A workshop will be held March 23 to set goals for the element,
based on concerns voiced by the public at the first land use
workshop, held Feb. 16.
“We are undertaking important work for the city,” commission Chair
Anne Johnson said. “It is essential for the community to
participate.”
Revisions to the element are mandated by the state. The last
revision to Laguna’s element was in the 1980s.

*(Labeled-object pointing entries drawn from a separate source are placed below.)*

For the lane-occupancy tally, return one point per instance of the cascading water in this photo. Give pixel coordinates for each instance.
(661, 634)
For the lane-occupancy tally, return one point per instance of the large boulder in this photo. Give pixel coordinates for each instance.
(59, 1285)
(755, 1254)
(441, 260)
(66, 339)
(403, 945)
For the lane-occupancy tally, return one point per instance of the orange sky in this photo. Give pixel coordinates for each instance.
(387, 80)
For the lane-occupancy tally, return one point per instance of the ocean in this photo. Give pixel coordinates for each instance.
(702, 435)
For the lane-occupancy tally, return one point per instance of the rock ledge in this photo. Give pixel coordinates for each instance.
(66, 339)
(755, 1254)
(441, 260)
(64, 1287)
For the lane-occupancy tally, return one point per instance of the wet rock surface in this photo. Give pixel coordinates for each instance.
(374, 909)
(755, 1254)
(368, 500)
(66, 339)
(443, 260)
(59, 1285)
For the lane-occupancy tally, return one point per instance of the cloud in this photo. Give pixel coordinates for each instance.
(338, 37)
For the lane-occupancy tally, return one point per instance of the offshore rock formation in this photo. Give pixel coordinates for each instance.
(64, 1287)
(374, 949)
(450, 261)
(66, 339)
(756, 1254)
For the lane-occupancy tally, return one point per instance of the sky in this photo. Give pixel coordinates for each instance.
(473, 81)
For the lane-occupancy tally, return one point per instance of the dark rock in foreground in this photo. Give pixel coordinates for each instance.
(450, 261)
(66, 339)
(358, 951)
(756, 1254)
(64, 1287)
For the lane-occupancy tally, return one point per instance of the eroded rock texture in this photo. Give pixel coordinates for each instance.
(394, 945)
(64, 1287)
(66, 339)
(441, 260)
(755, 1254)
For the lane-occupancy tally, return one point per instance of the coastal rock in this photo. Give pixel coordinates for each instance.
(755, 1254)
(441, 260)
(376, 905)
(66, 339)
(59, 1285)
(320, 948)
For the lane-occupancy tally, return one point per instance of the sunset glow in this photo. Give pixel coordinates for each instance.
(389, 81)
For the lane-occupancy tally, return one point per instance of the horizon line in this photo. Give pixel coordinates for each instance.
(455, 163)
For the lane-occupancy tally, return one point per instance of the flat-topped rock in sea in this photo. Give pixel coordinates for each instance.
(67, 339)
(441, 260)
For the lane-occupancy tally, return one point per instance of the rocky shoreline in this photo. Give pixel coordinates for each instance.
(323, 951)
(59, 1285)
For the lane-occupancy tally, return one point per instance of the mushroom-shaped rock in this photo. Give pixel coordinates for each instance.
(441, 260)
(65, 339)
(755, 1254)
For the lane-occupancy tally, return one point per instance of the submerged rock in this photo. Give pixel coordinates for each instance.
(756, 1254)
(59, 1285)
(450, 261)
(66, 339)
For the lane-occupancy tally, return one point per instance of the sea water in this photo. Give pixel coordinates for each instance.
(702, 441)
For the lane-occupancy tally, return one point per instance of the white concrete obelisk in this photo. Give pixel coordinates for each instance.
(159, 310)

The commission asked participants at the first workshop to
concentrate on issues, not solutions. Issues may be telephoned to
city Principal Planner Carolyn Martin at (949) 497-0398 or e-mailed
“Don’t editorialize,” Johnson said.
Five former commissioners were among the 45 participants at the
February workshop.
“The commission and the general plan resolve some neighborhood
[land use] issues,” said former commissioner Wayne Peterson, also a
former councilman. “I had a call from a lady in Lagunita where the
commission had recently done a specific plan. She told me about a new
owner, who had paid umpteen-million dollars and wanted a really big
house. She gave him a copy of what was allowable in the neighborhood
and he said no one had told him.”
Peterson said neighborhood compatibility should be maintained and
the commission should be the initiator.
“If the average [home] is 18-feet high, don’t approve 26 feet,”

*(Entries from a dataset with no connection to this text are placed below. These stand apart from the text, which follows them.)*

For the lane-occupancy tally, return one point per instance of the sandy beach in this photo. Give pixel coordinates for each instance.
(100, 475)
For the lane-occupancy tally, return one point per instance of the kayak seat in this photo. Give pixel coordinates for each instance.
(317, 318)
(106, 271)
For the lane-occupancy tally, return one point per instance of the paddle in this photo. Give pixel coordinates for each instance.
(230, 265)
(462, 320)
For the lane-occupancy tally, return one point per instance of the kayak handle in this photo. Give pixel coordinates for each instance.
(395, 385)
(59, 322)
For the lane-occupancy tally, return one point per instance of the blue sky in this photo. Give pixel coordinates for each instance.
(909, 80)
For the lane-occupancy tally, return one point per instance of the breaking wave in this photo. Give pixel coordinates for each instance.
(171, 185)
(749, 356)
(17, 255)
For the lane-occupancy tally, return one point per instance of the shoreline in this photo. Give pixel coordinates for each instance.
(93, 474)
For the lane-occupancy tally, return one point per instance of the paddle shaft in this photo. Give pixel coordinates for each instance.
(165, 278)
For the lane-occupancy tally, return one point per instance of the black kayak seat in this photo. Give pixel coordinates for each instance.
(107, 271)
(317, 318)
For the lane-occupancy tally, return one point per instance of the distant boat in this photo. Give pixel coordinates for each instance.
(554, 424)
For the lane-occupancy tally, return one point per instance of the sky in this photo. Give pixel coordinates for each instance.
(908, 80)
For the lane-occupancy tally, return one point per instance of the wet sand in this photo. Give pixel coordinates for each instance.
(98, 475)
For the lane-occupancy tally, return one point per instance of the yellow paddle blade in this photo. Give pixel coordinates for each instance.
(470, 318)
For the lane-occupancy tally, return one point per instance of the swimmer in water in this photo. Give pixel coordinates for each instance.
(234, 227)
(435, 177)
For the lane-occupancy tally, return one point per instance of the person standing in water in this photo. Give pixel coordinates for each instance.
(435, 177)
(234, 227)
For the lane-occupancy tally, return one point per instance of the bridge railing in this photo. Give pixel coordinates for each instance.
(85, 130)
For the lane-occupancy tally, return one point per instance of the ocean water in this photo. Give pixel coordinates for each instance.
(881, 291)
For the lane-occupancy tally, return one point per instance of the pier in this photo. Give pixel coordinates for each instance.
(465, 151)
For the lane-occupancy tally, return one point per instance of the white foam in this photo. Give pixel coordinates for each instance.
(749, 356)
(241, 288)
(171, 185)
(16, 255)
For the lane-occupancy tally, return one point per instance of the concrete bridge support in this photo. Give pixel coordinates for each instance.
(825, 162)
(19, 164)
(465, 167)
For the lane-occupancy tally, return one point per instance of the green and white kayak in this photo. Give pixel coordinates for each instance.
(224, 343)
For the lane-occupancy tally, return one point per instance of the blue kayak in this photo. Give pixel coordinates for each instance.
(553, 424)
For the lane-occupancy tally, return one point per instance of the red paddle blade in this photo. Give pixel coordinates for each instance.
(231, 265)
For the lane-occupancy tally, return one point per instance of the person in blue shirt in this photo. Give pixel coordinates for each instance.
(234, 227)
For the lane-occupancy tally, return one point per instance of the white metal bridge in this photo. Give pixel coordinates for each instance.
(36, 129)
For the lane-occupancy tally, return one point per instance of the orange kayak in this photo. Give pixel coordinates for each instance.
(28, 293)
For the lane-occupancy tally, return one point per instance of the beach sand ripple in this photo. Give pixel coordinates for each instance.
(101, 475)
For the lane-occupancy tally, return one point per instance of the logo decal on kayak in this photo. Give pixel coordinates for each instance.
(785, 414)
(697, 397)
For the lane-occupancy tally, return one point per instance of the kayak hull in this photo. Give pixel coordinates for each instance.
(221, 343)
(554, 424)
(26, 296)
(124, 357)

Peterson said. “We need to start looking back on the values of the
community.”
Better enforcement is needed, said Becky Jones, also a former
commissioner. Some of the issues brought out at the meeting were
issues discussed by the commission when she served 20 years ago.
“We need to remember that Laguna Beach is often referred to as
‘built-out’ and we have standards that ensure that,” Jones said. “We
need to focus on recycling and that doesn’t mean one story becoming
two stories, a 2,500-square-foot home becoming a 5,000 square-foot
home, two businesses becoming five or one street-to-street lot
becoming two lots.”
Carter Mudge said there is tension between describing the town as
built-out with a goal of village preservation and property rights.

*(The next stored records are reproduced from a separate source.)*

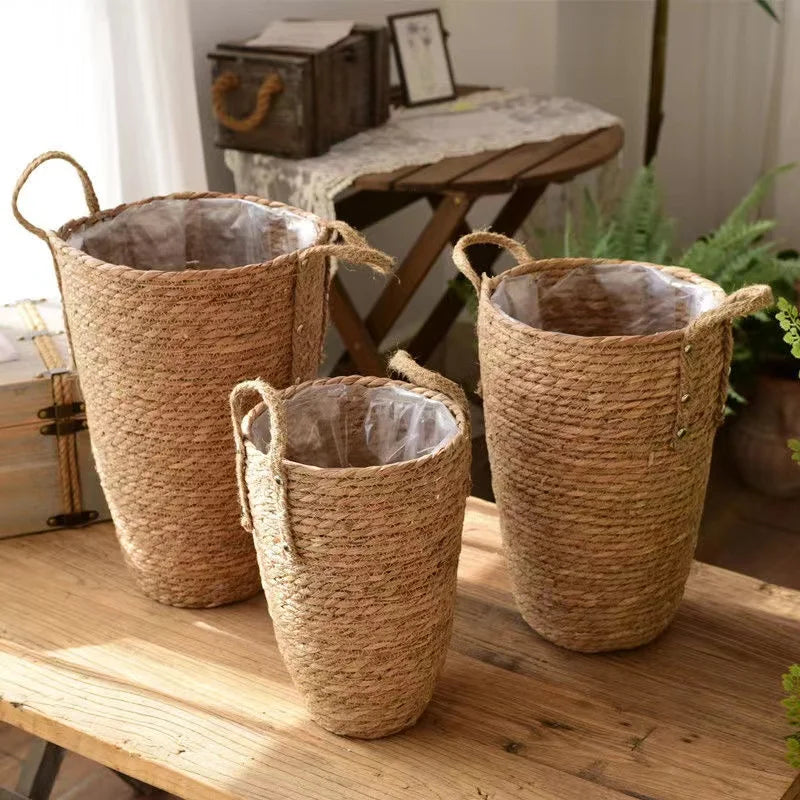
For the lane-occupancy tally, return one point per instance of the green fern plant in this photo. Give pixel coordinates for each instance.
(737, 253)
(791, 685)
(789, 320)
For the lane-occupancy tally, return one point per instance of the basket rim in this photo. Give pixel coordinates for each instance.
(370, 382)
(488, 285)
(58, 239)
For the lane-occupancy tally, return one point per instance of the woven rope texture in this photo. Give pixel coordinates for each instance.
(600, 449)
(359, 564)
(157, 352)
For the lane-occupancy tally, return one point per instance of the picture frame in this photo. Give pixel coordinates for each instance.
(423, 60)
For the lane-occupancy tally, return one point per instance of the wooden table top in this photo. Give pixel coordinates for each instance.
(198, 702)
(500, 171)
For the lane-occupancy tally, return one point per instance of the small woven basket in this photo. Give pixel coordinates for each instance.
(358, 557)
(600, 437)
(170, 302)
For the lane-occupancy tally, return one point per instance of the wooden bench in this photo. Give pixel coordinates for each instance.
(199, 703)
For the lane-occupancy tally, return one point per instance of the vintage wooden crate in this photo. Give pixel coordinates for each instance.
(47, 475)
(309, 99)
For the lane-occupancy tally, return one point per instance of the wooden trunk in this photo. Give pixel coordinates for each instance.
(327, 95)
(48, 476)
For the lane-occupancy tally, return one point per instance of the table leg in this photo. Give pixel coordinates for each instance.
(39, 770)
(448, 216)
(360, 347)
(513, 213)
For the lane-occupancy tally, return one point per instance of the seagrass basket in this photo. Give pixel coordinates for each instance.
(603, 384)
(169, 302)
(354, 490)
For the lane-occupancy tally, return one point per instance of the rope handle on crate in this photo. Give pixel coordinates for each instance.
(402, 363)
(88, 189)
(462, 262)
(241, 402)
(228, 81)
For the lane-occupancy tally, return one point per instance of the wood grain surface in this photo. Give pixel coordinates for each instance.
(198, 702)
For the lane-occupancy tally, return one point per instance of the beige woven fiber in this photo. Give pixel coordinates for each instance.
(158, 349)
(600, 448)
(358, 563)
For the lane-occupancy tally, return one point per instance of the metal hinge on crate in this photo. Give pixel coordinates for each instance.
(72, 519)
(61, 411)
(63, 426)
(29, 337)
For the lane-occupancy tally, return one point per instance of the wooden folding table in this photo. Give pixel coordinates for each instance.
(452, 186)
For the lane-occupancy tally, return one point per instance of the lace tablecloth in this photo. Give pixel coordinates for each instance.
(487, 120)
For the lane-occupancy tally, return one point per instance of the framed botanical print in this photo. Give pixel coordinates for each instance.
(422, 57)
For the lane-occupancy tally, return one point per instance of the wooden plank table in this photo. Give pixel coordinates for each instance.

That tension has always been recognized, according to City Atty.
Philip Kohn. Courts recognize that governments take actions that can
have the effect of diminished property values; however, “taking”
occurs only when the government action reduces the property value to
zero, he said.
“When property values increase 25% a year, I don’t know how that
can be a taking,” former Commissioner Doug Reilly said.
Ed Almanza, board member of Ocean Laguna Foundation, raised the
issue of impacts on coastal resources and neighborhoods.
“We propose to develop some means to send visitors to areas that
can accommodate them, shaping land use to direct them to areas with
facilities,” Almanza said. “We will conduct an inventory of coastal
resources and based on that, we could figure where we want visitors
to be.”
Some of the issues raised at the workshop also pertain to other
elements of the general plan.
Loma Terrace resident Michael Hoag said the element and city
boards should make clear the concepts of “Livable Cities” and
“Traffic Calming.”
“People go crazy when they hear those terms and they need to
understand what they mean,” Hoag said. “I also would like the
commission to understand ‘hyper-mobility induced traffic,’ and
discuss it.”
However, the land use element coordinates and synthesizes polices
in the six other mandated general plan elements: circulation,
housing, conservation, open space, noise and safety, and may even go
beyond physical planning to address social and economic issues,
according to Johnson.
The element establishes a diverse set of community goals and
objectives to be considered in decision making, according to Johnson.